State Senator John Lamping (R-St. Louis) is pushing to stop the use of having the Common Core Standards Inititative become used in Missouri’s public schools without seeking the approval of the General Assembly.

Lamping is looking to to stop any steps that have been taken to implement Common Core Standards- and have them reversed. He says it raises legal concerns with the Department of Elementary and Secondary Education by creating an unfunded mandate.

Lamping says over the last four years, when he’s contacted the Department of Elementary and Secondary Education  to ask them what they have been up to, he says they provided him with a five-year timeline of a series of meetings and events, public hearings, testimonies, ideas; but they never went to the General Assembly. “There was not one meeting in the last five years, that the General Assembly was informed of what actually was going on,” he says.

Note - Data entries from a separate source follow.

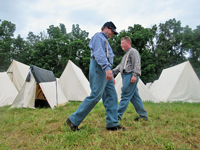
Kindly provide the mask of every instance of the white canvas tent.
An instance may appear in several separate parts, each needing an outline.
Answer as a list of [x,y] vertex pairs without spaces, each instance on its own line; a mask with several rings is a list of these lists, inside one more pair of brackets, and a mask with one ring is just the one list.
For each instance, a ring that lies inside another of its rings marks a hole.
[[58,81],[65,97],[70,101],[83,101],[90,95],[90,84],[82,70],[68,61]]
[[[121,73],[118,73],[118,75],[115,77],[115,89],[117,92],[118,101],[121,100],[121,87],[122,87],[122,77]],[[141,79],[139,79],[137,84],[139,95],[142,99],[142,101],[152,101],[152,102],[159,102],[148,90],[148,88],[145,86],[145,84],[142,82]]]
[[162,102],[200,102],[200,81],[186,61],[164,69],[152,94]]
[[18,91],[9,79],[6,72],[0,73],[0,107],[11,105]]
[[148,89],[150,89],[151,85],[152,85],[152,82],[146,83],[146,87],[147,87]]
[[7,70],[8,76],[10,77],[11,81],[18,91],[20,91],[22,86],[24,85],[26,76],[29,72],[29,68],[30,66],[13,60]]
[[[26,82],[24,83],[19,94],[15,98],[11,108],[25,107],[35,108],[36,100],[46,100],[53,109],[57,105],[68,102],[52,71],[44,70],[38,67],[32,67]],[[38,71],[39,70],[39,71]]]
[[156,87],[157,83],[158,83],[158,80],[155,80],[155,81],[151,84],[151,86],[149,87],[149,91],[150,91],[151,93],[153,92],[153,90],[154,90],[154,88]]

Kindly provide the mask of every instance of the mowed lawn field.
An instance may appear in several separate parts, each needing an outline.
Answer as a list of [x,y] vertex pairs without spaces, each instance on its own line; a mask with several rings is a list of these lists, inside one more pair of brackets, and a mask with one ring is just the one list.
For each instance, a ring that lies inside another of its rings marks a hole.
[[129,104],[119,121],[126,131],[107,131],[105,108],[99,102],[79,126],[81,131],[73,132],[65,121],[80,103],[54,110],[1,107],[0,149],[200,149],[200,103],[144,102],[149,121],[139,122]]

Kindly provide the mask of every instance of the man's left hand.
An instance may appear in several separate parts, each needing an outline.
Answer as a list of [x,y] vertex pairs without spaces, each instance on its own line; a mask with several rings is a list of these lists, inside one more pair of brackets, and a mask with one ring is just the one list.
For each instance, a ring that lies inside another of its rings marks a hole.
[[137,81],[137,77],[132,76],[132,78],[131,78],[131,83],[135,83],[136,81]]
[[112,74],[112,71],[111,70],[107,70],[106,71],[106,79],[108,81],[111,81],[113,79],[113,74]]

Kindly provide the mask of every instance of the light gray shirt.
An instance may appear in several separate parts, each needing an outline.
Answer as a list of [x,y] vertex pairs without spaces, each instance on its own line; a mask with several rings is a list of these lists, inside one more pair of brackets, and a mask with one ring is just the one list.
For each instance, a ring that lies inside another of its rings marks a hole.
[[132,72],[133,75],[136,77],[141,76],[140,54],[136,49],[132,47],[126,51],[126,54],[123,56],[120,64],[112,70],[113,73],[118,74],[120,72],[121,74],[123,74],[124,64],[125,64],[127,55],[128,55],[128,58],[127,58],[126,66],[125,66],[125,72],[126,73]]

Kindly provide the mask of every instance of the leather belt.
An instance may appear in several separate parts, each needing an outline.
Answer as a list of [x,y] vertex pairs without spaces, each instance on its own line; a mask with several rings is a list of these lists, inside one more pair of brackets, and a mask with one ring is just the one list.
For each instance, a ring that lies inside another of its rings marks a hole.
[[[92,59],[94,59],[94,60],[96,60],[96,58],[95,57],[91,57]],[[109,62],[109,58],[107,58],[108,59],[108,62]]]
[[122,73],[123,73],[123,74],[128,74],[128,73],[130,73],[130,72],[126,72],[125,69],[124,69]]

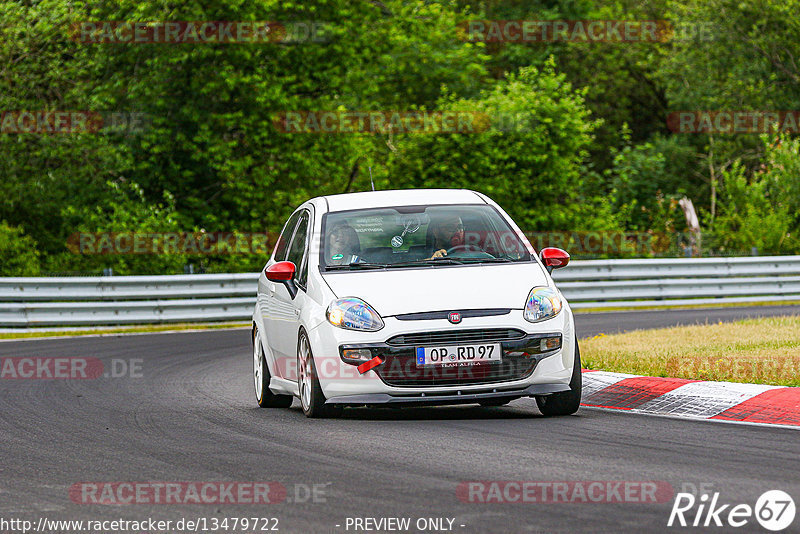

Lamping says he calls it the development of a national standard. “The country has a long history of individual states and individual school districts adopting their own standards; and this is an attempt to have the standards in Maine and the standards in San Diego be the same for example,” he says.

Lamping says the intiative would transform the school cirriculum, including the test taking process. He says Missouri would move from a paper and pencil test taking process to an online process that would cost the state somewhere between $350 and $400 million dollars to provide both the broadband as well as the technology.